Along with concerns about increased traffic and loss of open space, suburban development like that in Folsom and elsewhere in the Sacramento region has environmental groups and residents fearful of water shortages in the future, especially after the most recent historic five-year drought.

And while Folsom has long-standing water rights in the American River Watershed — which feeds into Folsom Lake — so do other farmers and jurisdictions, such as Roseville and Sacramento. And potential changes to how the state manages the Sacramento-San Joaquin Delta, the hub of California’s water delivery network, might also affect local supplies one day.

“I think it is part of a bigger problem of the entire Sacramento region development. There are so many fingers in the pot and so many people with water rights,” says Beth Kelly, president of the Heritage Preservation League of Folsom, a nonprofit group formed by residents who want to preserve Folsom’s historic past. “I don’t think anybody has a good idea if there is enough water for all this development.”
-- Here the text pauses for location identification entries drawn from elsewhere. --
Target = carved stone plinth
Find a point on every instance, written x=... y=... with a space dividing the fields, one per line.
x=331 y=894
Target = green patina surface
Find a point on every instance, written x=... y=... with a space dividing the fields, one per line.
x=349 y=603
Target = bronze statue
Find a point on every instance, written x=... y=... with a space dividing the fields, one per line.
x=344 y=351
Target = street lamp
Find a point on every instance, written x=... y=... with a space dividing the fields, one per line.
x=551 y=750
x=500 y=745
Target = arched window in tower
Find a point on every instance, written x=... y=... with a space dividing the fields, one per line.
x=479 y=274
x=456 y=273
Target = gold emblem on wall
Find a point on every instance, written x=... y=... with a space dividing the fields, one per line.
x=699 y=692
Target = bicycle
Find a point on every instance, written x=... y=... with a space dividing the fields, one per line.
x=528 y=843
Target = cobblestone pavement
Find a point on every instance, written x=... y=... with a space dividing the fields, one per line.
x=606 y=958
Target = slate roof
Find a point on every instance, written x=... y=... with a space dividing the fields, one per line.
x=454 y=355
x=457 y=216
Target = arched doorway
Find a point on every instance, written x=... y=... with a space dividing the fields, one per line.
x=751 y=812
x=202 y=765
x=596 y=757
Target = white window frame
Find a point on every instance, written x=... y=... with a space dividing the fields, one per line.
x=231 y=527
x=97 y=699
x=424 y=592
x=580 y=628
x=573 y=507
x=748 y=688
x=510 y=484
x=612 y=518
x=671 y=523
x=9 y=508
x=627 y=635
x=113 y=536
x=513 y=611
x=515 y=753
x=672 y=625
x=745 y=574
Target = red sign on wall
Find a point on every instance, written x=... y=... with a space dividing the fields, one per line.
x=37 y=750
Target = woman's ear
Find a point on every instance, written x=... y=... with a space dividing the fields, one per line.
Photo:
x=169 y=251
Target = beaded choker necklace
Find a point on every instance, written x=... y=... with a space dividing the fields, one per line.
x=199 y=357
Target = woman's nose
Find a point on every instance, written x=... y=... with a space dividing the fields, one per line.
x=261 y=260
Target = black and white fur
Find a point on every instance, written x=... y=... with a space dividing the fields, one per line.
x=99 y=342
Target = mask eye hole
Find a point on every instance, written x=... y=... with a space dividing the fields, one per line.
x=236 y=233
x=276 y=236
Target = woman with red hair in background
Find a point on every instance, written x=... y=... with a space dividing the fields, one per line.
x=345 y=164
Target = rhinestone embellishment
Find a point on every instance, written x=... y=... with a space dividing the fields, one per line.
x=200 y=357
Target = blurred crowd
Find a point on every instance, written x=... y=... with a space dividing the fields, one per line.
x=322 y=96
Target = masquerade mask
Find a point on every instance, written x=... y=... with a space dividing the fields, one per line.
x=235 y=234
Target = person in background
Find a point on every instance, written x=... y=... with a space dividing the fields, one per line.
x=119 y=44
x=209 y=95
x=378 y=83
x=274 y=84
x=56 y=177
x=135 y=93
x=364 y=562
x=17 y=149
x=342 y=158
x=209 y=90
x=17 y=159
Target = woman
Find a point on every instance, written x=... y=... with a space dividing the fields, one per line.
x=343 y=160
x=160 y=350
City officials say the water board’s caution is unsubstantiated because Folsom has clearly documented long-term water savings with its investments in water efficiency.

“We have and always will be able to provide water even under the highest drought circumstances,” says Folsom City Manager Evert Palmer.

THE CASE FOR GROWTH

When cities plan for growth and large developments, state law requires they sync their plans with water supply, says Ellen Hanak, director of the Water Policy Center at the Public Policy Institute of California. When the PPIC surveyed cities last year about their long-term management of water supplies, most water agencies counted conservation as a piece of their strategy for supplying the water needed to sustain growth. In an earlier survey, Hanak found that 25-30 percent of communities across the state that approved large new developments required additional conservation measures.

For conserved water to be a reliable source, water experts say it must be long-term conservation that provides durable water savings into the future, not just temporary water savings that only address an immediate need.

“Long-term conservation is considered as a long-term supply source for agencies,” Hanak says.

City officials say Folsom’s deal with developers south of Hwy 50 to fix the City’s existing infrastructure falls into the category of long-term conservation — the city’s water use is far more efficient now that its leaky pipes have been patched. Water rationing during a drought, such as limiting outdoor watering to a few days a week, aren’t considered permanent savings, because when a drought is over, residents and businesses often revert back to old habits.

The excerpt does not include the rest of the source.